Joan Semmel used painting, particularly of her own body, as a feminist statement. Her depictions of her own breasts, limbs, and belly exemplify the feminist belief that "your body is a battleground". Semmel's "Sex Paintings" presented intimate acts of sexuality as experienced by the female. She directed her unflinching gaze toward the inner life of women as lived rather than as projected by the male gaze. As Semmel aged, she continued to paint her body without apology. It is felt that she gave other older women the permission to show themselves as they are, not as society would like to see them.

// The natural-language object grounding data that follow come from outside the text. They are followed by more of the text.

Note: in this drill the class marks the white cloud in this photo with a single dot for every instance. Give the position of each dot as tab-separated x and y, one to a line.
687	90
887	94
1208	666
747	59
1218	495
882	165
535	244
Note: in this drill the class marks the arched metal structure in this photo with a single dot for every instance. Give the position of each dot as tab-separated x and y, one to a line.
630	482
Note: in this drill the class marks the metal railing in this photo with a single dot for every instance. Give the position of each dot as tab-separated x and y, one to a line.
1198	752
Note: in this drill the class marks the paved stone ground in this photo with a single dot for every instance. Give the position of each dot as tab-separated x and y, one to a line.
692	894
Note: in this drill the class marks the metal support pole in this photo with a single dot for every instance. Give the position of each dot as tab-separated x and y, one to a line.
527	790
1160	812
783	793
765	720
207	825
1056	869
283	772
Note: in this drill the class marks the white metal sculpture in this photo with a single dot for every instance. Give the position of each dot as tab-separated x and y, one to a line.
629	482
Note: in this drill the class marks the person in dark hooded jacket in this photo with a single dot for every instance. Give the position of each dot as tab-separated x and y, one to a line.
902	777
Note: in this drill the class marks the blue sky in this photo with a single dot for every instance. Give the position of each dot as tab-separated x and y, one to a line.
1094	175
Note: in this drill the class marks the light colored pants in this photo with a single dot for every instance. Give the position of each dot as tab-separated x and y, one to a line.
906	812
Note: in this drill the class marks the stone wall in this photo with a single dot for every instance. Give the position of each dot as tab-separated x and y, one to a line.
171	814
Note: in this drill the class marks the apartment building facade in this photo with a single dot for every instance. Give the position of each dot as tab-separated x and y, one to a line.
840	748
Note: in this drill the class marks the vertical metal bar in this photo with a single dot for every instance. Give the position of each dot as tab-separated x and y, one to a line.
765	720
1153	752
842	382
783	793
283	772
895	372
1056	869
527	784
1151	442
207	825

Rosa Verloop is taking the field of soft sculpture to new heights. Her sewn, folded, stitched and pinned human forms are eerie, contorted, and deeply disturbing. Using red thread beneath nylon surfaces, she has created faces and bodies that are beyond strange. You can see more of her contortions at her own website. Utterly frightening, brilliantly done, and not for the faint of heart.
Figurative painting with a punch is perhaps the best way to describe the works of British artist Ania Hobson. Her description of going to art school is illuminating: she tells us that she almost failed her degree, as her tutors insisted that she abandon portraits and direct her energies elsewhere. Fortunately she persisted in seeing the world through her own perceptions, and these portraits show the wisdom of her choice. Her portraits are strong on emphasis and short on distracting details. At Hobson's own website you can get a better feel for the stylish eloquence of her subjects, currently one or two figures, with some larger groups in earlier work. Hobson seems fascinated by hands and fingers. Her self-portrait, done during a period of frustration, won a BP Portrait Award in 2017.

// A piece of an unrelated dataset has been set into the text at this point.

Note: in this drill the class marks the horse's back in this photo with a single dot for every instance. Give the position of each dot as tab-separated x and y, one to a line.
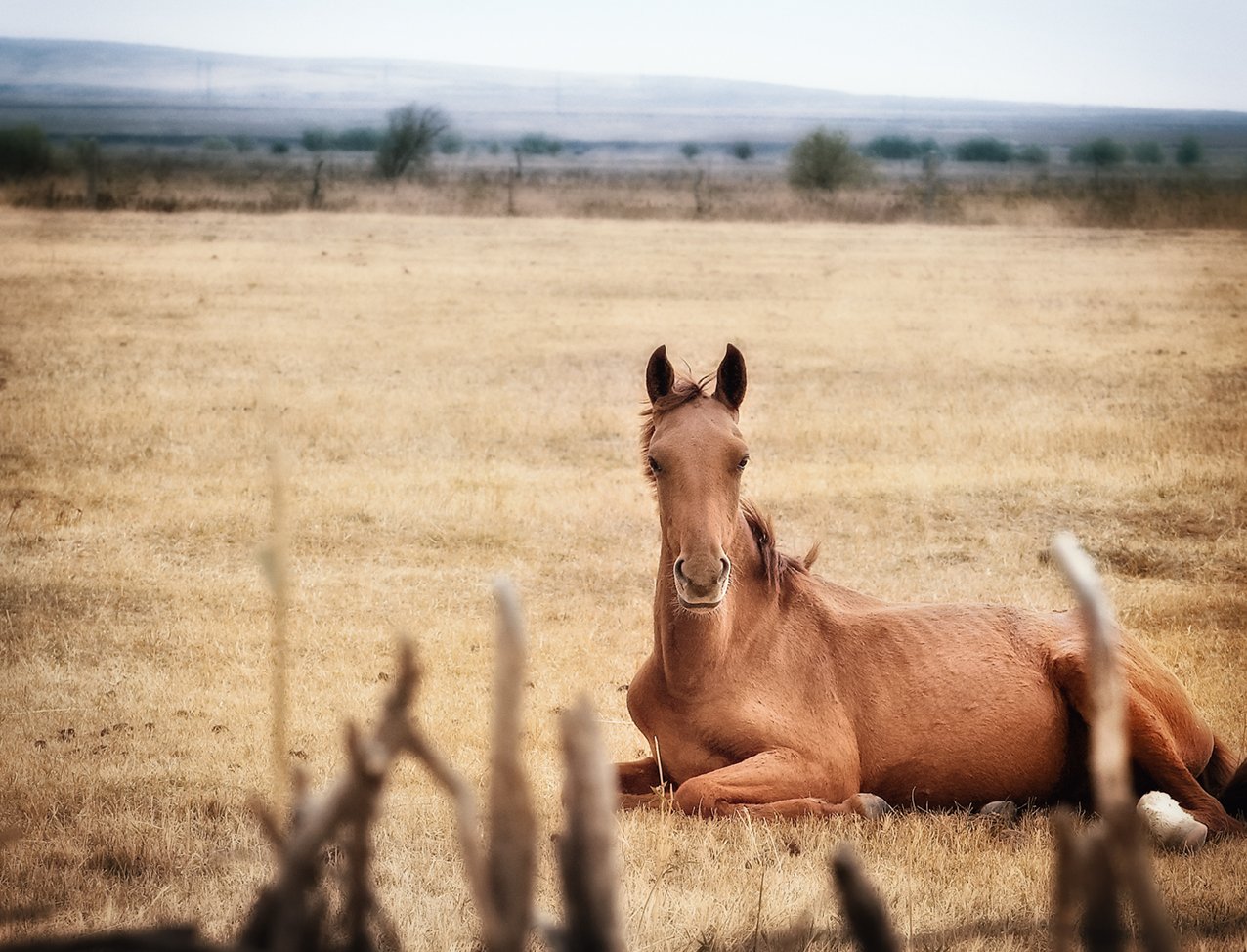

I did not know much about the work of Milton Avery so this overview at Christie's Auction House came as a welcome introduction. Admired by Abstract Expressionists like Mark Rothko and Barnett Newman, Avery was described as a master of a "subtle but potent approch to representation". Rothko said of Avery, "His is the poetry of sheer loveliness", and indeed a feeling of poetry seems to fill his works.

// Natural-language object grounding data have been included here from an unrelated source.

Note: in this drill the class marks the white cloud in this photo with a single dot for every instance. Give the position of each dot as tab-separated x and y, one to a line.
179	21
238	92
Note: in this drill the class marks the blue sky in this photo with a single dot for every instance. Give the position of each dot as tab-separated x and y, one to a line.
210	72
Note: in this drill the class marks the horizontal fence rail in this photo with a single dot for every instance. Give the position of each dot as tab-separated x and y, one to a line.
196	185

The work of Helen Frankenthaler has occupied a somewhat ambiguous place in American Abstraction. This review may bring her the respect she deserves. Described as someone who was "always searching", she developed the "Soak-Stain" process, in which she applied paint to an unprimed canvas. When she discovered that oil paint eroded on that surface, she switched to acrylics. The new material also changed her aesthetic, from flowing to crisper edges. Her later works also featured thick globs of paint. She has been compared to Rothko and to Pollock, yet she remains consistent to her own vision. The images shown here give a refreshing new look at her life's work.
I can't resist showing you this item titled "The Cardiovascular Secrets of Giraffes". According to the Smithsonian Magazine, "Giraffes are just as astonishing on the insides as they are to look at". They have enormously high blood pressure, needed to pump blood against gravity, and an electrical heart rhythm that differs from any other mammal. They don't faint. They don't get dizzy. And they are able to run very fast, in spite of their cardiovascular oddities.